Comment
Last rites for the Bush doctrine

Events in Spain have intensified the ideological war in America

Sidney Blumenthal
Thursday March 18, 2004
The Guardian

When terrorist bombs exploded at Atocha train station in Madrid on March 11, a date that resonated like a European September 11, politics on both sides of the Atlantic were thrown into turmoil. The ruling conservative Popular party and the Bush administration instantly staked the Spanish election on the presumed identity of the terrorists.

The Spanish government had supported Bush's war in Iraq against the overwhelming opposition of Spanish public opinion. March 11, therefore, must not be September 11. The culprits must be Eta, not al-Qaida. The then prime minister, José Mariá Aznar, repeatedly called Spanish newspapers to insist that Eta was responsible. Within hours of the attack, George Bush and his secretary of state Colin Powell helpfully pointed their fingers at Eta. A day before the election, however, alleged terrorists linked to al-Qaida were arrested. The credibility of the government was in tatters and it suffered a shattering defeat.

José Luis Rodríguez Zapatera, the new Socialist prime minister, immediately pledged his commitment to the war on terror, while calling the war in Iraq a "disaster" and, for good measure, announcing: "I want Kerry to win." John Kerry, for his part, called for Zapatera to reconsider his decision to withdraw Spanish troops from Iraq. Each statement reflected a complex reconfiguring of politics after March 11. The crisis in the western alliance, a reaction to Bush, is a new peril to be navigated by Kerry.

On the eve of the Spanish election, Bush's first wave of campaign spots on television - featuring a flag-draped coffin at Ground Zero - had failed. By more than a two-to-one majority, voters felt the ad was inappropriate and it was hastily withdrawn. Bush replaced it with a more menacing commercial. The ad claimed (falsely) that Kerry had a plan to raise taxes by $900m. Then came a triptych of rapid images: a US soldier - was he patrolling in Iraq? - a young man looking over his shoulder as he runs down a city street at night - was he a mugger or escaping an attack? - and a close-up of the darting eyes of a swarthy man - was he a terrorist? The voiceover: Kerry would "weaken America".

The images were racial and subliminal, intended to play upon irrational fear. A Bush spokesman explained that the generic olive-skinned figure was a hired actor and wasn't an Arab. Through this literal-mindedness the Bush campaign tried to deflect criticism as it sought to sow apprehension about Kerry.

Though Kerry is the presumptive Democratic presidential nominee and has served in the Senate for 19 years, he is not well known. Yet he is even with or ahead of Bush in the polls. For Bush, the next 60 days may be decisive. The elder Bush, lagging in 1988, waited until after the Republican convention in late summer to paint his opponent as a soft liberal, somehow unamerican. This President Bush cannot wait.

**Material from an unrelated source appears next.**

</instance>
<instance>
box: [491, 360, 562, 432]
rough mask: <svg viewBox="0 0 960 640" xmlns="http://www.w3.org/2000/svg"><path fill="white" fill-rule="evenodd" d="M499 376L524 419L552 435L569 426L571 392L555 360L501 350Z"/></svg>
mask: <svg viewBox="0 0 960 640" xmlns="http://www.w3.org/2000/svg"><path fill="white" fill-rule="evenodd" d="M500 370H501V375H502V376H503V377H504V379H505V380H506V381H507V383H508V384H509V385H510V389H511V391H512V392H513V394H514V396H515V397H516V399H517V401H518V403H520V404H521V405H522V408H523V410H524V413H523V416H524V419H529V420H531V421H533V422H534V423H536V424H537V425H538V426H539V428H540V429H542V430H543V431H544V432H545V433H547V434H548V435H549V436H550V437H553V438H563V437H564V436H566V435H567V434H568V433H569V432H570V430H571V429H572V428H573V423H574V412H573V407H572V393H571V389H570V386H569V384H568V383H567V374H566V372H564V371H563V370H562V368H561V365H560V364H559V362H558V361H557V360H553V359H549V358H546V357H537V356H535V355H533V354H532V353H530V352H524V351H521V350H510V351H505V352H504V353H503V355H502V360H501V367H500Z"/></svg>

On every issue of domestic concern, Kerry defeats Bush. Only on foreign policy does Bush hold sway, so he must heighten and reinforce that difference. Kerry must be weak, Bush must be strong. Thus a new Bush ad: jets take off from an aircraft carrier, a female soldier hugs her family, and the voiceover: "Kerry ... wrong on defence." The ad claims that Kerry voted against an $87bn post-Iraq war appropriation, failing to note, of course, that he had proposed linking it to rescinding Bush's tax cut for the wealthy.

After the Spanish election, the White House that had insisted that it was Eta and not al-Qaida pivoted its argument. The Spanish vote was not a triumph of democracy, a revulsion against the political manipulation of terror. Instead it is being construed as a victory for al-Qaida, a blow in the "ideological war on terrorism", as Anne Applebaum, the neoconservative editorial writer of the Washington Post, put it.

The Bush doctrine has evaporated. Whether it was ever a doctrine rather than a rationale for an already decided upon invasion of Iraq is questionable. Certainly, the war in Afghanistan was a response to an attack on the US, not a pre-emptive strike. Rejected now by a member state of Nato through its democratic process, the doctrine per se has no practical future as an instrument of foreign policy, if it ever did.

But the consequences of Bush remain centre-stage. As the arrogance of power increasingly leads to the dissolution of power, the "ideological war" becomes more furious. For the neoconservatives, the political meaning of 3/11 must be forced into the Procrustean bed of Bush's 9/11. Bush's campaign, after all, turns on the pre-emptive strike.

· Sidney Blumenthal, the author of The Clinton Wars, is Washington bureau chief of Salon.com.